How is this to be interpreted across the Indian Olympic spectrum? Yes, we already have a female IOA president in PT Usha, but given that she is currently she is battling her executive council over the appointment of a CEO, any comparisons to the IOC are feeble and laughable. Similarly the IOA’s first-ever Athletes’ Commission does not serve the cause of athletes as was seen during the wrestlers’ protestors. It is nothing more than an establishment-dictated box-ticking exercise to keep its nose clean for 2036.

In the aftermath of Coventry’s election, we forget that not so long ago, the IOC was in fact giving the IOA stiff competition for bad governance role-playing.

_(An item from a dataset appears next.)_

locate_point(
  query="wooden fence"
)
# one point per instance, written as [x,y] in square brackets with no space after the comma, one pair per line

The IOC’s has only modernised and professionalised its governance structures only this century following a reform process that was finalized and confirmed in December 1999, following the scandal over bidding for the 2002 Winter Olympics. It was to end the dark ages of Juan Antonio Samaranch’s 20-year-reign, put in age (70) and tenure (eight years plus a single extension of four more years) limits for IOC members and executives.

Yes, yes, not all athletes make good administrators - there’s enough proof of that kind in India - but all good sports administrators have athletes’ welfare at heart. Those administrators are not easily found at IOA and our national federation level, which is why they would never accept the idea of having, never mind listening to 40 percent athletes on any committee.

The IOC is far from perfect but over the last quarter of a century, it has made visible and tangible change. A century-plus male-dominated sports organization with only nine male presidents until last week has just voted in a female boss – with real power. That is both proof and pudding.